Re:Anything 'too big to fail' (2)

0123456 (636235) | more than 3 years ago | (#37333760)

should be nationalized.

Government-run CAs are the only ones you can absolutely guarantee will be used to issue fake certiifcates at some point.

Re:Anything 'too big to fail' (1)

nedlohs (1335013) | more than 3 years ago | (#37333764)

Surely anyone arguing otherwise would have to justify privitizing the army?

At least in your strange "the only reason for nationalized things is because they are too big too fail" world.

Re:Anything 'too big to fail' (0)

Anonymous Coward | more than 3 years ago | (#37333854)

Anything "too big to fail" should be broken up. Of course, the original meaning was "too big to be allowed to fail" -- if they're that big, better to start dismantling them before they fail anyway and bring everything else down with them.

It's basic business sense, similar to the advice to fire anyone who is "indispensable". (You do it now, under controlled circumstances where you can recover, rather than be risk the company collapsing when the guy gets hit by a truck or quits.)

Alternative improvement idea (4, Interesting)

vadim_t (324782) | more than 3 years ago | (#37333708)

So I've seen quite a few people wanting a switch to self-signed certs (who IMO mostly don't understand what making that secure actually involves), and an idea to check certs from different network paths (which doesn't work if your only path is compromised, and how do you secure the communication to the service that does the check for you?).

So here's an alternative idea: Require multiple CAs.

Instead of doing it the "extended validation" way which is more money for not a whole lot more service from the same provider, it'd be much better to have multiple CA signatures on a single cert.

Compromising multiple CAs in the same timeframe to create a cert would be considerably harder than creating one. More importantly, it'd make revoking large CAs much easier.

Let's say that the new norm is to have a site's cert is signed by 5 different CAs, and that the minimum acceptable amount is 3 signatures.

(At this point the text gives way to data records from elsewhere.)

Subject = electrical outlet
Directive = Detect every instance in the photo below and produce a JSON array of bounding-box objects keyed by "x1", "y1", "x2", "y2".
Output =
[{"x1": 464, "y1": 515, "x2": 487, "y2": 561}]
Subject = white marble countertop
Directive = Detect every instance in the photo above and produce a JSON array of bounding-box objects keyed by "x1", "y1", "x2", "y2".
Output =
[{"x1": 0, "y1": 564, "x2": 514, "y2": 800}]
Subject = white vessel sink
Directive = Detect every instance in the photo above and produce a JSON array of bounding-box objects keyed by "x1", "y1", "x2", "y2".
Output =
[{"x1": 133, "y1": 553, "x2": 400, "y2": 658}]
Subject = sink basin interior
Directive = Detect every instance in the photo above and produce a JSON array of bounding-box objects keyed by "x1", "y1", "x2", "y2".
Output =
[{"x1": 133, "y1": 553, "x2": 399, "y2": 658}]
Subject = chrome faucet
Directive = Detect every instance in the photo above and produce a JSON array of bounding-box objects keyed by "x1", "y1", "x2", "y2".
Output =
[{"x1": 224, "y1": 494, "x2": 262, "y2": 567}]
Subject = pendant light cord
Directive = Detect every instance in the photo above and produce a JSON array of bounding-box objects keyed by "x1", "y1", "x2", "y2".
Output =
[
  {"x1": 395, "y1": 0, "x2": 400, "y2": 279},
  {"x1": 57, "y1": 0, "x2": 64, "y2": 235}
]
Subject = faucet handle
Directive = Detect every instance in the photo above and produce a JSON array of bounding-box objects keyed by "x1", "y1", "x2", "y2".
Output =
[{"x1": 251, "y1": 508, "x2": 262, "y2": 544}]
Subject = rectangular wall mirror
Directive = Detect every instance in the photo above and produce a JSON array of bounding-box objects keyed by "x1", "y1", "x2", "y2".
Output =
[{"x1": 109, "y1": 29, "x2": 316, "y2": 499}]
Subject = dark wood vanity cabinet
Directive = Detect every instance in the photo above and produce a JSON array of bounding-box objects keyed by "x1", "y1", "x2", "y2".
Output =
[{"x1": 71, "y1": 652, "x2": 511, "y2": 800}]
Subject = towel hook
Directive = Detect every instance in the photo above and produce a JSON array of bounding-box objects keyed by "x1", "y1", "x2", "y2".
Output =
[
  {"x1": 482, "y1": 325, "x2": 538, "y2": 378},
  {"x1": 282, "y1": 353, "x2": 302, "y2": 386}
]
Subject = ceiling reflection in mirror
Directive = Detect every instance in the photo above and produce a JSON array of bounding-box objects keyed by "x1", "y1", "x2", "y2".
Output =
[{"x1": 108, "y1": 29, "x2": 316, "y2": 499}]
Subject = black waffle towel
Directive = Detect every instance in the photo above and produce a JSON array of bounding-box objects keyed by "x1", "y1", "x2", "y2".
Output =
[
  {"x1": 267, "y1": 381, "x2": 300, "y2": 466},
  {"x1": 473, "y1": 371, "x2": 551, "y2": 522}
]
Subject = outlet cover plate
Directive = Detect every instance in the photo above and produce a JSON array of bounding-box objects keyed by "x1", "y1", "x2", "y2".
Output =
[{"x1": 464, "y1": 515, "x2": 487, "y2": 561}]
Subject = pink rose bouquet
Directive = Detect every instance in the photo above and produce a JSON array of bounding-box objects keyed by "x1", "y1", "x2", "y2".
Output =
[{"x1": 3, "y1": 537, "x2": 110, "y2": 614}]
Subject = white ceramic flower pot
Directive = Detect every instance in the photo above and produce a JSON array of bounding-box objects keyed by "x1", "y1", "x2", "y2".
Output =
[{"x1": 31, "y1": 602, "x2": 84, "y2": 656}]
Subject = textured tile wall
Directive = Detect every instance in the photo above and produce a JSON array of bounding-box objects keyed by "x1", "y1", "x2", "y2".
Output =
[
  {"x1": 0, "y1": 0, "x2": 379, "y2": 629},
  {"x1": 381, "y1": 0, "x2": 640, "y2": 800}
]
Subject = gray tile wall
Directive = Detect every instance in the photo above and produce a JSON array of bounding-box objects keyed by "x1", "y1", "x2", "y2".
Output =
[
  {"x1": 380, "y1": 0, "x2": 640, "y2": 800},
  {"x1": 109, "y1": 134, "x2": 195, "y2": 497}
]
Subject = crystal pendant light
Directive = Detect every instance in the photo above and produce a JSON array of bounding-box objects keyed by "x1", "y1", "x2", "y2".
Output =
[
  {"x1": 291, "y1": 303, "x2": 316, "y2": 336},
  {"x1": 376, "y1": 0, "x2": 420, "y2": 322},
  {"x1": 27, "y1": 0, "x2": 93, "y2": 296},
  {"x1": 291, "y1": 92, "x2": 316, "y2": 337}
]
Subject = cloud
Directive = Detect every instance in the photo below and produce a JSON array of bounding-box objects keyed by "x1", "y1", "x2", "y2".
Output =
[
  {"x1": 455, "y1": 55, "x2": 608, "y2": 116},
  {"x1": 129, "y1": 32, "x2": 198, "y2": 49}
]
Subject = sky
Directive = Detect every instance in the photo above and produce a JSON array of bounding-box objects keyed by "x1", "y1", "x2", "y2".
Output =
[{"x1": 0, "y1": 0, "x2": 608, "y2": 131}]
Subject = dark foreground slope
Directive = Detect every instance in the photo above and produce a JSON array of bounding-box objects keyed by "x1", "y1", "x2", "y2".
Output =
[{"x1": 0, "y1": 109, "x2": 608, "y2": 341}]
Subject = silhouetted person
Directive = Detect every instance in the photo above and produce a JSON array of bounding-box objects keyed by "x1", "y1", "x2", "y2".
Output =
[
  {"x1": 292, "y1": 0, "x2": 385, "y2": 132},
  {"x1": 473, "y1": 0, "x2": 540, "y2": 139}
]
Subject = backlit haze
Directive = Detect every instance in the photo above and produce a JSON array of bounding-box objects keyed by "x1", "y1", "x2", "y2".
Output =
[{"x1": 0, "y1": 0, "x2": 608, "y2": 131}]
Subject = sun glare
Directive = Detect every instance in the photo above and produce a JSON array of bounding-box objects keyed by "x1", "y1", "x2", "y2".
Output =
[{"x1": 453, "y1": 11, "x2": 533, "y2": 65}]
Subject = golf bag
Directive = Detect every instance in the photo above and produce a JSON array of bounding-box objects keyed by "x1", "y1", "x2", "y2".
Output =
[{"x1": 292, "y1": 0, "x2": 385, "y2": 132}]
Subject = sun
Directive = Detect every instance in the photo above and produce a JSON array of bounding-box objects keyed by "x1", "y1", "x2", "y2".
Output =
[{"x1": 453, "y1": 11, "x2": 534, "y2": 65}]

Then, if Verisign gets compromised there's no problem with pulling their cert: you're down to 4 valid signatures on your certificate, which is still fine. That should put considerably more pressure on CAs to perform better.

Even Verisign wouldn't be able to trust that their security problems would be let go due to their popularity, as even the largest CAs would be completely expendable without the end users needing to care much. The site would just go with a different 5th CA to return back to the full strength.

Re:Alternative improvement idea (0)

Anonymous Coward | more than 3 years ago | (#37333996)

WTF...you pay for the 5 CA's to sign certs for me then and buy me lunch.

Re:Alternative improvement idea (1)

ftobin (48814) | more than 3 years ago | (#37334560)

That's a fairly novel idea that would provide pretty good privacy.

Dedicated certificate revocation servers? (1)

drig (5119) | more than 3 years ago | (#37333710)

Why doesn't each browser's company put up a certificate revocation server? Then, they can revoke individual certs, including those of the certificate authority, and control the length of the revocation, re-authorization, etc.

Already has happened (1)

ewanm89 (1052822) | more than 3 years ago | (#37334836)

I point out that Comodo are compromised twice recently, and not revoked by any browser. As Moxie pointed out in his blackhat talk.